PALANGKA RAYA – Menyingkapi maraknya beredar rilis beberapa hasil Lembaga Survey terhadap hasil Polling Kandidat Calon Gubernur dan Wakil Gubernur Provinsi Kalimantan Tengah (Kalteng). Hal ini tentunya menuai Pro dan Kontra ditengah - tengah masyarakat, apabila tidak disikapi dengan baik, akan menimbulkan kegaduhan.

Pemilihan Gubernur (Pilgub) dan Wakil Gubernur Kalteng yang akan dilaksanakan , 9 Desember 2020 nanti, akan menentukan nasib masyarakat Kalteng kedepannya. Tentunya nanti diharapkan pemimpin yang benar - benar sosok yang bisa membawa masyarakat Kalteng, lebih sejahtera dan bermartabat serta bisa menjaga kearipan lokal budaya Dayak khususnya.

Salah satu Tokoh Pemuda Kalteng dan Pengamat Politik, Yusuf Roni Hunjun Huke menyampaikan Rilis terkait maraknya beredarnya hasil Polling dari Lembaga Survey Pemilihan Kepala Daerah dan Wakil Kepala Daerah Kalteng.

“Pagi ini saya akan menulis menurut opini pribadi saya terkait rilis beberapa hasil lembaga survei yang banyak menuai pro kontra antar pendukung paslon 1 & 2 Pilgub Kalteng, saya menulis menurut kacamata saya sendiri karena saya bukan anak muda kemaren sore dalam mengikuti politik praktis, baik sebagai tim maupun hanya sebatas pendukung saja.

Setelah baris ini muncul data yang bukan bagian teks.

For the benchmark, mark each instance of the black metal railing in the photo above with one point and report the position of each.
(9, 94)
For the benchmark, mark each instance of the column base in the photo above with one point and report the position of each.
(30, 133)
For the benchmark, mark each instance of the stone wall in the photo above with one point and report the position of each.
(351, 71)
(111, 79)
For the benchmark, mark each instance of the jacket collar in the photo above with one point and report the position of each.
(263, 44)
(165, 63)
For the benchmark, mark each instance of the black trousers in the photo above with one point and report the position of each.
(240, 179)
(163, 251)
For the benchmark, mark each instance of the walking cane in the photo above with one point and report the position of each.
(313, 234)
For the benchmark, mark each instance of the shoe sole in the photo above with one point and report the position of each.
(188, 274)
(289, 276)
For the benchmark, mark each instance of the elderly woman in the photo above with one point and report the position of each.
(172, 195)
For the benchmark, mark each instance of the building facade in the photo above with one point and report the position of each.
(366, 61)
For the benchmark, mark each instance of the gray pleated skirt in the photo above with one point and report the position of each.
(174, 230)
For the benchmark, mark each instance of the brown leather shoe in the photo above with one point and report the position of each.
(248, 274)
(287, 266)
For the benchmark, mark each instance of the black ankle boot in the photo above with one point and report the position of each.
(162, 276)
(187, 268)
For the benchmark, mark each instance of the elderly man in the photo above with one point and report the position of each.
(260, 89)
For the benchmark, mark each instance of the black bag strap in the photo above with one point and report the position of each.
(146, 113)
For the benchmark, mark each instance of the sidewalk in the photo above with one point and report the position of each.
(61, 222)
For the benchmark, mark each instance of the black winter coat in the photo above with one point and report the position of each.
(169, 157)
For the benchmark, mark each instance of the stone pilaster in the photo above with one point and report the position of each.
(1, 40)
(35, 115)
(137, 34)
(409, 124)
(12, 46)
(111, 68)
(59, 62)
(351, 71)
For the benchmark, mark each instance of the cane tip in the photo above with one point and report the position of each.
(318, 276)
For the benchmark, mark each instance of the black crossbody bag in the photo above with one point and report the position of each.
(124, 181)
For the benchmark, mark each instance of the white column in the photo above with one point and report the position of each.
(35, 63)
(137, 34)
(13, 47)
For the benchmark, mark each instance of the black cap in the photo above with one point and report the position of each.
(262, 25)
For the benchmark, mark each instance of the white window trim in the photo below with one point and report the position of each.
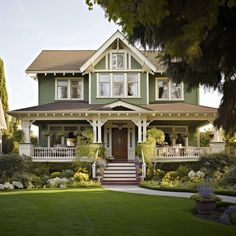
(69, 79)
(169, 90)
(125, 87)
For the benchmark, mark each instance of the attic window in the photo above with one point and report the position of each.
(118, 61)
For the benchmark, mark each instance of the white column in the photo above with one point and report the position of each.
(94, 131)
(99, 133)
(144, 130)
(25, 125)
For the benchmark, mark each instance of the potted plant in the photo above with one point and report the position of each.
(205, 199)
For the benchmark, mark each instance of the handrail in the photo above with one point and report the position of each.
(143, 166)
(94, 166)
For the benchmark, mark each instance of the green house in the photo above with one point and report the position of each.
(117, 91)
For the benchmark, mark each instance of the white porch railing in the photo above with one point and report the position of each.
(143, 167)
(168, 154)
(55, 154)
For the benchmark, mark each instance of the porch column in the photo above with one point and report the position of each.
(217, 145)
(26, 148)
(144, 130)
(25, 125)
(100, 123)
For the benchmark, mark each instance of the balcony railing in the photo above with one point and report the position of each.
(168, 154)
(56, 154)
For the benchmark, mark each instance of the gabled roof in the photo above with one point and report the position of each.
(117, 35)
(75, 61)
(59, 60)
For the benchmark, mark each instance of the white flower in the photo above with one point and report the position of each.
(191, 174)
(2, 187)
(17, 184)
(8, 185)
(200, 174)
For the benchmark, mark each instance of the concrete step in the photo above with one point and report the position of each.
(119, 171)
(119, 175)
(120, 168)
(119, 178)
(120, 164)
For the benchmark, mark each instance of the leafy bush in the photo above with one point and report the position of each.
(229, 178)
(182, 171)
(80, 175)
(55, 174)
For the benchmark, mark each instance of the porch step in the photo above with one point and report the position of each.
(123, 173)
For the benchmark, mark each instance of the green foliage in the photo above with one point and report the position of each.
(80, 175)
(229, 178)
(156, 134)
(191, 32)
(205, 138)
(11, 165)
(55, 174)
(3, 90)
(182, 171)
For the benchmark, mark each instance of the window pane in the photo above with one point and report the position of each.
(104, 89)
(118, 89)
(62, 89)
(118, 78)
(133, 85)
(162, 86)
(118, 61)
(104, 85)
(176, 91)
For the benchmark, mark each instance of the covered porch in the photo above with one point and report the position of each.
(114, 120)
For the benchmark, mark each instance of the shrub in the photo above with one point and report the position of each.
(229, 178)
(55, 174)
(81, 176)
(182, 171)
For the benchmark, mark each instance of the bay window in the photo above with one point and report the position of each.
(69, 88)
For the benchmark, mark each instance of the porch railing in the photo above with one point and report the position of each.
(54, 154)
(179, 153)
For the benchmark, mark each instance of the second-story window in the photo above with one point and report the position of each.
(69, 89)
(168, 90)
(118, 61)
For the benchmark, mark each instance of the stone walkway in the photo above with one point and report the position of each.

Saya menulis ini sebagai bagian cutter attack paslon nomor 1 yaitu bapak Ben Brahim S. Bahat & H. Ujang Iskandar (Calon Gubernur dan Calon Wakil Gubernur Kalimantan Tengah), namun meski begitu tetap secara profesional alasan saya membuat semacam klarifikasi atau pembelaan terhadap hasil survei yang dimana keunggulan berada pada paslon yang saya dukung ini, dengan beberapa analisa dan argumen yang dapat masuk akal sehat kita.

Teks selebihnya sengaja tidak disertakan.